I go to pull away, but his hand flies to the back of my neck. His fingers tangle in my hair, and his lips part beneath mine. One of his arms winds around my waist, then he pulls me flush against his solid body. My mind and body go to war, rationality battling against a basic primal need.
But Brandon doesn’t hesitate. His fingers slide beneath my shirt and splay across the small of my back, igniting something raw, something that has been glaringly absent since the last time he kissed me. Only Brandon can heal my broken soul with the splintered remnants of his. He kisses me until I don’t know where he starts and I begin, and just when I’m convinced he’ll never let me go, he does.
We’re both breathless, staring through the darkness at one another.
"Brandon—"
"Shush, poss." He doesn’t give me time to protest and instead drags me onto his chest, placing his palm against my cheek. His lips brush my hair, and his arm tightens around my waist before he relaxes beneath me. Minutes later, his breathing evens out. He's fallen asleep, leaving me very much awake—and on top of him.
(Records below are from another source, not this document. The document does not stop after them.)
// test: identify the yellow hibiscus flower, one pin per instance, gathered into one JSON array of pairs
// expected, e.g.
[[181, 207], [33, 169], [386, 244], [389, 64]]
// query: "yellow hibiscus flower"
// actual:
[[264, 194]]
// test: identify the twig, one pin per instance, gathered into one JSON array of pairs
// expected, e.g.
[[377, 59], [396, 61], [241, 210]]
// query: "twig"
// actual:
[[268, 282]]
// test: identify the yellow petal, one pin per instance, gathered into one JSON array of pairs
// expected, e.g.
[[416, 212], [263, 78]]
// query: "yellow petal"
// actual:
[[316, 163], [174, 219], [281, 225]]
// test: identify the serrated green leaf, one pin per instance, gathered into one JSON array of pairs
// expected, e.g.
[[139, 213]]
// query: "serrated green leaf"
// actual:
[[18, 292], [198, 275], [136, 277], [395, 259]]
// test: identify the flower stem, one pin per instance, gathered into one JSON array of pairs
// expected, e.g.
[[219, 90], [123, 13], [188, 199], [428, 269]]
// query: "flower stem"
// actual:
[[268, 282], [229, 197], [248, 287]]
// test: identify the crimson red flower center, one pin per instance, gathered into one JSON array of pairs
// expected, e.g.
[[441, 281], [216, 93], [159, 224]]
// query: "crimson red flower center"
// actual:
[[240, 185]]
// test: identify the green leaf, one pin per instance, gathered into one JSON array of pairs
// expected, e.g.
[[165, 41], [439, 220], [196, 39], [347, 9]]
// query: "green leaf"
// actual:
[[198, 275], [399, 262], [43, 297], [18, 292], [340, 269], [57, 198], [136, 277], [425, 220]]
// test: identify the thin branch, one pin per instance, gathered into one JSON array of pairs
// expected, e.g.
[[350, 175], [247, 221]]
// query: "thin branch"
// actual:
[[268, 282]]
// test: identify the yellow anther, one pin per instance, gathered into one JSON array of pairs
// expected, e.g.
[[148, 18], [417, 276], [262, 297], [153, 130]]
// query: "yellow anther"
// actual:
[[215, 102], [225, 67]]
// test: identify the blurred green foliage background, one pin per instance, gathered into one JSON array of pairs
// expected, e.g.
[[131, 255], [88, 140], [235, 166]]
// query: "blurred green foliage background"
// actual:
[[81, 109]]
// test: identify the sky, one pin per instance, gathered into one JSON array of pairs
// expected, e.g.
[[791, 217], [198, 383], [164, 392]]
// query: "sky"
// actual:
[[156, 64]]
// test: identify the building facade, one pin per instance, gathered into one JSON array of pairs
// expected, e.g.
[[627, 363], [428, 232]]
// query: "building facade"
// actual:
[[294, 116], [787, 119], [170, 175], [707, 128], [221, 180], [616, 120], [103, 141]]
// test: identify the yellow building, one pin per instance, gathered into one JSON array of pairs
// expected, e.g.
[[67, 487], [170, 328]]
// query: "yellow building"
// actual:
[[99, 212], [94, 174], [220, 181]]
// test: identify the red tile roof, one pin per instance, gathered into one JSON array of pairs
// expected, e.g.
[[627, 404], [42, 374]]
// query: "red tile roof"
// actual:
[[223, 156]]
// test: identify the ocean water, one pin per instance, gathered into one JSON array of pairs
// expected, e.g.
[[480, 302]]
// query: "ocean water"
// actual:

I barely slept last night,which has made for a taxing day at work. But even though I’m exhausted, I'm glad to be working again, thankful for the sense of purpose. I finish making notes on Mr. Brighton’s chart before filing it away. So much of his story reminds me of Brandon. Mr. Brighton lost his best friend to a roadside bomb. He was the one survivor in the convoy, and he’s every bit as angry at life as Brandon. Today, he shouted at Doris, the charge nurse who looks like a true-life version of Cinderella’s Fairy Godmother because she "glared" at him.
Doris slaps a patient file on the counter before checking her watch. "Past time for you to go, dear.” She fluffs her graying hair, and a slow grin works over her lips. “Unless you want to go play Bingo with Mary and me tonight?"
I log off the computer and grab my purse from behind the desk. "I’ve got dinner plans with a friend.”
Her face lights up, and she wiggles her eyebrows. “Oh. A guy friend?”
“No, but I’ll take a raincheck."
“Raincheck. Pfft.” She waves me off. "You're young. You don’t want to play bingo with a lot of old birds. Although…" She grabs her handbag and rummages through it before pulling out a shiny, silver flask. "I do like to hit the bottle hard on a Friday night.”
Laughing, I push open the door. “I’ll see you later, Doris.”
I try to call Brandon on the way home to see if he wants to go to dinner with Hope and me—although I know he’ll say no—but he doesn’t answer.
The second I set foot in the apartment, I know why he didn’t answer.
The staple bottle of whiskey sits on the coffee table, and Brandon’s on the sofa, legs spread and elbows resting on his thighs while he stares at the ground. He doesn't spare me a glance, not when I close the door or when I drop my keys loudly on the counter. I clear my throat, and still nothing.